The past 8 months and even the past 2 years I have personally experienced an up and down of so many thoughts, feelings and emotions it would be enough to make even the fastest of roller coasters be in envy. Just like with the turn of a kaleidoscope and everything changes my life has closely resembled that. My own feelings or emotions and even the feelings and emotions of other people can become a more complicated matter and therein lies, part of the roller coaster ride.
I’ve slowly internalized that I can’t control other people’s behavior, pictures they draw, gossip they partake in and truth they misconstruct. I can, however, control my response and the feelings I carry around with me. C.S. Lewis (yes, I admit, I’m a little smitten with the man) quotes in his book, Mere Christianity,
“Do not waste time bothering whether you ‘love’ your neighbor, act as if you did...When you are behaving as if you loved someone you will presently come to love him.”
It can be a challenge within itself to choose to do that. Especially when situations keep recurring over and over and people hurt us time and time again.
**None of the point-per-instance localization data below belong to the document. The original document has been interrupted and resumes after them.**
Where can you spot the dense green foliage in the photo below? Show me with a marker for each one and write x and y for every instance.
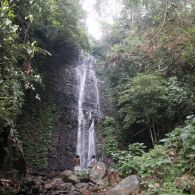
(148, 57)
(162, 166)
(146, 61)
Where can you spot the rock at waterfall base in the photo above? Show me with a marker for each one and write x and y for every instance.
(69, 176)
(97, 173)
(127, 186)
(113, 177)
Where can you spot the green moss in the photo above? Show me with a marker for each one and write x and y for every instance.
(35, 129)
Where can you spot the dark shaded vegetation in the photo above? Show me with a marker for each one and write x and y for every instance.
(146, 61)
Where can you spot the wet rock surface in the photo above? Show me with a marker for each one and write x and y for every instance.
(65, 183)
(97, 173)
(127, 186)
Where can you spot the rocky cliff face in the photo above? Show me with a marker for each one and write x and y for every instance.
(63, 145)
(48, 127)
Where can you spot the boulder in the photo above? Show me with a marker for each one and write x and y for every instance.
(55, 183)
(69, 176)
(129, 185)
(113, 177)
(97, 173)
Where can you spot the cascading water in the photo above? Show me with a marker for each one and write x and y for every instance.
(88, 110)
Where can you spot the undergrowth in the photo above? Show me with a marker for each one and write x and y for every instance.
(167, 168)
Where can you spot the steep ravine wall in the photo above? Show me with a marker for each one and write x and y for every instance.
(48, 127)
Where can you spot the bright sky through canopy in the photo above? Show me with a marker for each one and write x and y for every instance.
(93, 25)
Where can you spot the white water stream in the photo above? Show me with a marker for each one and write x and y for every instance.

We look for justification in our minds for the way we are treating them, for the hurt we could be causing and for the division we are intensifying. By this time the feelings have multiplied, other people have become involved and we have found a host of other reasons to reaffirm our thoughts and actions. Lewis likens these types of feelings to the Germans and their clear disdain for the Jews.
“The German, perhaps, at first ill-treated the Jews because they hated them; afterwards they hated them much more because they had ill treated them.”
I’m not trying to say we aren’t supposed to feel some of the natural feelings that arise in us after we have been treated a certain way whether it be good or bad. I know all too well my own sentiments toward people and situations are not always the most God honoring. God made us in His image and is fully aware of the feelings and emotions that go along with our human behavior. This doesn’t take God by surprise. We didn’t catch Him off guard. God doesn’t expect us to be perfect creatures. If we were perfect creatures there would not be the free will that He has allowed us to have.
But we can’t carry around those negative feelings. They become like old, worn out luggage that gets heavier with time and weighs our journey down and they aren’t feelings that we will be taking to heaven with us. So if they aren’t worthy of heaven why would we let them fester, control our lives on earth and make them much more than they ever were to begin with.
My grief and pain I feel over losing Noah is tremendous. Sometimes I catch myself in full disbelief that he isn’t here. I find the truth of what happened to him like a slap in the face that brings me back to reality quickly. Other times the anger, the hurt over letting this happen to him and the negligence of things not being in place is enough to absolutely overwhelm me at times and it takes so much mental discipline to be able to focus, carry on and not let it control my life or my outlook. I’m not saying I’ve perfected it. I’m not even saying I’m good at it. And, honestly, I hope I never start to think or feel I am. I pray that I am always keenly aware of my feelings and emotions and how they are either weighing me down or lightening my load. I also want to be aware of how my feelings can encourage and influence others and when it is a good time to be vocally vocal and when it is a good time to be silently silent. I don’t want to just take a seat and hold on to that manmade bar that I see is keeping me strapped to my seat on the roller coaster nor do I want to hold on to any feelings that I "can't take to heaven" for too long. But, yet, I want to keep holding on to my faith in the Word and clinging to the One that can keep me strapped in, secured and safe on this road I am on until I get the most joyous feeling of all. A joy that will last and a joy I CAN hold onto. The joy of the reality of my faith, the joy of heaven, the joy...of Noah Dean.
This is one of my favorite songs and is on my Noah Dean play list. I listen to it every day. It was released July 10, 2012. Just 6 days after Noah left this life.
God is truly using you for so much good. I see the picture of your precious baby and can't begin to imagine what has taken place in your life. I see that we aren't promised an easy path, and I hope and pray no one else must deal with loss like this. If they do, though (and it could be me), you will be a shining light. Thank you for your honesty...for not trying to say the "right things" that we as Christians sometimes say but don't really mean. Like you said, God knows us, so He knows that we get angry and question. Like Job, he also tells me that it isn't always for me to know. I am praying for you, your beautiful daughter, and family as you continue to heal!